Boyd’s willingness to purchase these street lit titles shows a deep understanding and perception of her community. The books are usually softcovers, and, Boyd says, by the time they come back to the library, they’re bent and clearly used, because parents, siblings, and cousins end up reading them as well.
“I have parents who like reading books within the genre, and they like checking out books from me.”
Her flexible approach has worked: “I used to drag kids into the library. Now they come in willingly.” Not only that, many of these teens have moved on to more complex materials. The students whom Boyd met a few years ago as freshmen have recently graduated, and she couldn’t be happier. As the entire class of 2014, they earned $2.3 million of scholarship funds. “I’m proud of them. They’ve come a long way.”
While Boyd’s gains in the school’s reading culture have been phenomenal, she hasn’t stopped there. Social media is her latest frontier, and she has truly pioneered the school’s use of Pinterest. While preparing for Black History Month this year, she chose to use the site to share Internet resources instead of a more traditional list, teaching students how to scan and pin their own images.
The use of Pinterest took off around the school, with both students and staff becoming intersted, and Boyd continued the effort, creating a Pinterest board for National Poetry Month this past April. A recent legacy project with one of the English classes uses Pinterest to archive former administrators and noteworthy alums, such as singers Sam Cooke and Nat King Cole.
“Things have changed,” Boyd says. “[Librarian] positions are becoming very tech oriented.” But she thinks it’s crucial that school librarians stay current with the needs of their staff and patrons. “In today’s libraries, you have to be the heartbeat of your school.”
Boyd’s work hasn’t gone unnoticed by her peers. Currently enrolled as a doctoral student at Dominican University’s School of Library and Information Science, she’s garnering attention in the greater library community.
“She’s a really rising powerful star,” Joyce Valenza, SLJ blogger and assistant professor at Rutgers University, School of Communication and Information, said. “She speaks for an underserved community and [represents] the positive force of the voice of a teacher librarian.”
Boyd is aware how difficult the situation is for librarians, particularly now, with cutbacks in library services throughout the country, including within the Chicago Public School District. This past June, at a meeting for the Chicago Board of Education, Chicago Public School librarian and mom Megan Cusick, informed the board that “staffing projections show more than half of all CPS schools will lack a certified librarian next year,” according to a June 25 Chicago Sun-Times article. “31 of the 50 schools that received children from closed schools do not have a ‘professionally staffed school library,’” testified Cusick.
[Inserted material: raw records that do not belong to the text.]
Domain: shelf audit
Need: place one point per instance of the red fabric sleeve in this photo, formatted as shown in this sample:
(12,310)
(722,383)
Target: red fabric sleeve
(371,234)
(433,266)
Chicago Public School District has had its share of budgetary woes in the past years, not the least being a wave of public schools closures in the past year. It takes gumption to be a leader in this landscape of librarian cuts.
“I was a kid in a suburban school, and I had library services in elementary, middle, and high school. I had a foundation for reading,” she said. “I want the same thing I had for my students. Every kid deserves to have a library program and a certified librarian to provide them with services.”